Regularized Q-learning through Robust Averaging
Peter Schmitt-Förster, Tobias Sutter
TL;DR
The paper addresses the overestimation bias in asynchronous Q-learning by introducing Regularized Q-learning through Robust Averaging (2RA), a bias-controllable variant built on a distributionally robust estimator $\mathcal{E}_{\rho}$ and averaging over $N$ Q-function estimates. The update remains computationally comparable to standard Q-learning, and the authors establish strong theoretical results: almost-sure convergence to $Q^\star$ as $\rho_n\to0$ for any $N$, explicit control of estimation bias via $(\rho,N)$ with unbiasedness recovered as $N\to\infty$, and AMSE equivalence to Watkins' Q-learning under an appropriate learning-rate scaling $\alpha_n^{QL}=g/n$ and $\alpha_n=Ng/n$. Empirically, 2RA Q-learning demonstrates robust performance across Baird's example, random environments, and CartPole, often outperforming existing Q-learning variants, particularly when environment bias preferences align with the controlled bias.

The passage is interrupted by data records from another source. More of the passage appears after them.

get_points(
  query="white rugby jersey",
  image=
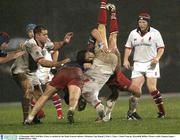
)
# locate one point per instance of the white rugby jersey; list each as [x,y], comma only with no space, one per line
[145,47]
[28,61]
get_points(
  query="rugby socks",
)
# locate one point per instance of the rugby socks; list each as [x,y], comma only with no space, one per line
[113,23]
[158,100]
[40,113]
[57,103]
[108,109]
[100,110]
[25,107]
[102,18]
[133,101]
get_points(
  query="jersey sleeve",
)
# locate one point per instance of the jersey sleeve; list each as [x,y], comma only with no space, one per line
[49,45]
[159,40]
[35,51]
[129,41]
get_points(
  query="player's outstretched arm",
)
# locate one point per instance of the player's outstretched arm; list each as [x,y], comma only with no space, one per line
[66,40]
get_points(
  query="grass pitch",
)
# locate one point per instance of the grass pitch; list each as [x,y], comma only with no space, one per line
[11,117]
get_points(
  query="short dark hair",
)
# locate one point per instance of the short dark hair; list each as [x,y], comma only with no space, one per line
[38,29]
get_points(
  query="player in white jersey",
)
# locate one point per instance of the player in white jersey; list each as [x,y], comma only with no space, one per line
[44,74]
[24,68]
[104,63]
[148,48]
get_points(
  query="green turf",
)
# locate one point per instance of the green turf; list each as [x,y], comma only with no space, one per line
[10,120]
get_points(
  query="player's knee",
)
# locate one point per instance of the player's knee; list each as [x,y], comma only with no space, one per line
[136,90]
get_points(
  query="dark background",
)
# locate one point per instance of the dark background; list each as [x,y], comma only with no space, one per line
[80,16]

Overall, the method provides a principled, tunable mechanism to balance bias and variance in Q-learning while preserving convergence guarantees and practical efficiency, making it a valuable addition for reliable RL in uncertain transition dynamics.
Abstract
We propose a new Q-learning variant, called 2RA Q-learning, that addresses some weaknesses of existing Q-learning methods in a principled manner. One such weakness is an underlying estimation bias which cannot be controlled and often results in poor performance. We propose a distributionally robust estimator for the maximum expected value term, which allows us to precisely control the level of estimation bias introduced. The distributionally robust estimator admits a closed-form solution such that the proposed algorithm has a computational cost per iteration comparable to Watkins' Q-learning. For the tabular case, we show that 2RA Q-learning converges to the optimal policy and analyze its asymptotic mean-squared error. Lastly, we conduct numerical experiments for various settings, which corroborate our theoretical findings and indicate that 2RA Q-learning often performs better than existing methods.